James Hensman’s Weblog

February 12, 2009

Expected Values (Matrices)

Filed under: Uncategorized — jameshensman @ 9:41 am

I’ve been fiddling around in python, implementing a Variational Bayesian Principal Component Analysis (VBPCA) algorithm. It’s true, I could do this happily in vibes , but where’s the fun in that? Besides, I think I learned more doing it this way.

Happily, there’s a nice paper by Chris Bishop, which explains clearly what’s going on, and gives you the update equations. For example:

{\bf m_x}^{(n)} = \langle \tau \rangle {\bf \Sigma_x} \langle {\bf W}^\top \rangle (t_n - \langle {\mathbf \mu} \rangle)

which involves taking the expected value of \tau, {\bf W} and \mathbf \mu. These three are straightforward:

The distribution for \tau is p(\tau) = \textit{Gamma}(\tau \mid a,b), and so the expected value of \tau is a/b.

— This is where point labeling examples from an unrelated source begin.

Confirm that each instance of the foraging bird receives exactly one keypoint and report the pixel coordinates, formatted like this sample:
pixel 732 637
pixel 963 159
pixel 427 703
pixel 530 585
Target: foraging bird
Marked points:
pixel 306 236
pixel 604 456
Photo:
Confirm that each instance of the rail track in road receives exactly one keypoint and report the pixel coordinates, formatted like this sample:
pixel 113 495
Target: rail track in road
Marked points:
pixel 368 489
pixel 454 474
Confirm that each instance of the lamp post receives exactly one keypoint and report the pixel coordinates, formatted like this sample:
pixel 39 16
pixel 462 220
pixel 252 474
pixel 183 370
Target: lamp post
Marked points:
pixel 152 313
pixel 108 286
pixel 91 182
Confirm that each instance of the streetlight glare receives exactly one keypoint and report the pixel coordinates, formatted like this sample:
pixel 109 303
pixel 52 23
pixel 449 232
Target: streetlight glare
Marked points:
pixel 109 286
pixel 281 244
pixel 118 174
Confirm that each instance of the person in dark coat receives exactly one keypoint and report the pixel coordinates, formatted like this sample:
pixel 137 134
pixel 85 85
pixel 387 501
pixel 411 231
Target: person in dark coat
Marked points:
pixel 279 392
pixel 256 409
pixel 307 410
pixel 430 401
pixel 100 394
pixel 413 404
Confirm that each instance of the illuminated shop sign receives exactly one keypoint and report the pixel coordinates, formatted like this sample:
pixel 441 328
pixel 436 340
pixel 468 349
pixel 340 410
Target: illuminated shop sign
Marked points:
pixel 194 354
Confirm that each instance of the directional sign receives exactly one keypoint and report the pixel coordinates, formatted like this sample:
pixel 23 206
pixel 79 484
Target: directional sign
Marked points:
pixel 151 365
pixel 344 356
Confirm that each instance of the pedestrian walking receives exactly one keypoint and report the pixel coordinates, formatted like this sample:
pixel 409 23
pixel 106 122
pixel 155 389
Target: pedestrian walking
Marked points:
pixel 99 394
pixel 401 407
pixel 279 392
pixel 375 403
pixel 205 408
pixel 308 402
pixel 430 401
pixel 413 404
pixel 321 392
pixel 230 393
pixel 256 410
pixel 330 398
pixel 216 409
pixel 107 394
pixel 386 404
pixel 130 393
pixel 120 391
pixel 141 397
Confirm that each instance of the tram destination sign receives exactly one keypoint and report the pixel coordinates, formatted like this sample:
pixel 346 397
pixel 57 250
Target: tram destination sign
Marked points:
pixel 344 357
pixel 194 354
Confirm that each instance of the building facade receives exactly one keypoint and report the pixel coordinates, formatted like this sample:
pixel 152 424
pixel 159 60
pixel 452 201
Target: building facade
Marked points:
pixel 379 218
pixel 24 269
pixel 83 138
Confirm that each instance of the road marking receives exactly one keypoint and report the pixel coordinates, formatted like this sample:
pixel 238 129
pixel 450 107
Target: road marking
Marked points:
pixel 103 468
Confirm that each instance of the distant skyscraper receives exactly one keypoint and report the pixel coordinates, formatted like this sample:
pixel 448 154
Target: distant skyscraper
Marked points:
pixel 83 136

The distribution for \mu is p(\mu) = \mathcal{N}(\mu \mid {\bf m_\mu},{\bf \Sigma_\mu}), and so the expected value of \mu is simply {\bf m_\mu}.

The distribution for \bf W is a slightly more complex beast: \bf W is a non-square matrix, and we have a Gaussian distribution for each row. That is: p({\bf W}) = \prod_{i=1}^d \mathcal{N}({\bf w}_i \mid {\bf m}_w^{(i)}, {\bf \Sigma}_w). Bizarrely, the rows share a covariance matrix. The expected value of {\bf W} is simple: is just a matrix made of a stack of {\bf m}_w^{(i)}s.

The tricky bit comes in a different update equation, where we need to evaluate \langle {\bf W}^\top {\bf W} \rangle . The first thing to notice is that (where {\bf W} is a d by q matrix):

{\bf W^\top W} = \sum_{i=1}^d {\bf w}_i {\bf w}_i^\top.

Since p({\bf w}_i) is Gaussian, \langle {\bf w}_i {\bf w}_i^\top \rangle = {\bf m}_i{\bf m}_i^\top + {\bf \Sigma}_w. Now we can write:

\langle {\bf W^\top W} \rangle = \langle \sum_{i=1}^d {\bf w}_i {\bf w}_i^\top \rangle =  \sum_{i=1}^d \langle {\bf w}_i {\bf w}_i^\top \rangle = \sum_{i=1}^d \left({\bf m}_i{\bf m}_i^\top + {\bf \Sigma}_w \right)

Simple when you know how.

Edit: Anyone know how to get a bold \mu? I’ve tried {\bf \mu} and \mathbf{\mu}.


February 4, 2009

Back to school for me…

Filed under: Uncategorized — jameshensman @ 6:32 pm

I’ve been having a preliminary flick through Andrew Gelman’s book, (amazon) which so far seems excellent. I thought I’d have a shot at the questions in the introductory chapter.

First question. Easy, no problem.

Second question. Ooh, bit trickier. Got there in the end.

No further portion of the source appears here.